We can't be friends with everybody. That would dilute the meaning of friendships. But we should be open to friendships that develop. Maybe we should even seek them out as the ultimate way to change the world.
One of the core values of Same Kind of Different as Me by Ron Hall and Denver Moore that a book group discovered was the authentic friendship that developed between the upper middle class do-gooder and the homeless artist that he unwittingly befriended. But in all the discussion that ensued about how we can take part in the life changing work that makes the book so compelling, no one touched on befriending a homeless person as a way to go.
We have mentor programs and big brother and big sister programs, but not friend programs. Because I guess it doesn't work that way. I even tried to develop a frientor program one time: no takers.
But we can't stick our stake in the ground and proclaim that "we aren't here to make friends" either.

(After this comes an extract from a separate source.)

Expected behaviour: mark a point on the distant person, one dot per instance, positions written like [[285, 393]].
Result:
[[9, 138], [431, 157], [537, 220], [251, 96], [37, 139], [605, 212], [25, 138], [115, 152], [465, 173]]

I went on a college visit last week and was fortunate enough for my daughter to spend some time with some friends at the school we were visiting. They became friends because they were in her youth group and because I had been on mission trips with them and because my wife has become great friends with one of the girl's mother.
All because of the church.
As one church pulled up to unload all of it's stuff at the community outreach program, a couple of friends from another church pulled up and picked up their friend to go and do a project in a community garden.
Programs and friends doing stuff together. Two different ways to go. Which one has the best chance to make a difference? Which one do we focus on more?
We're here to make friends. Me with you. You with each other. And them with us.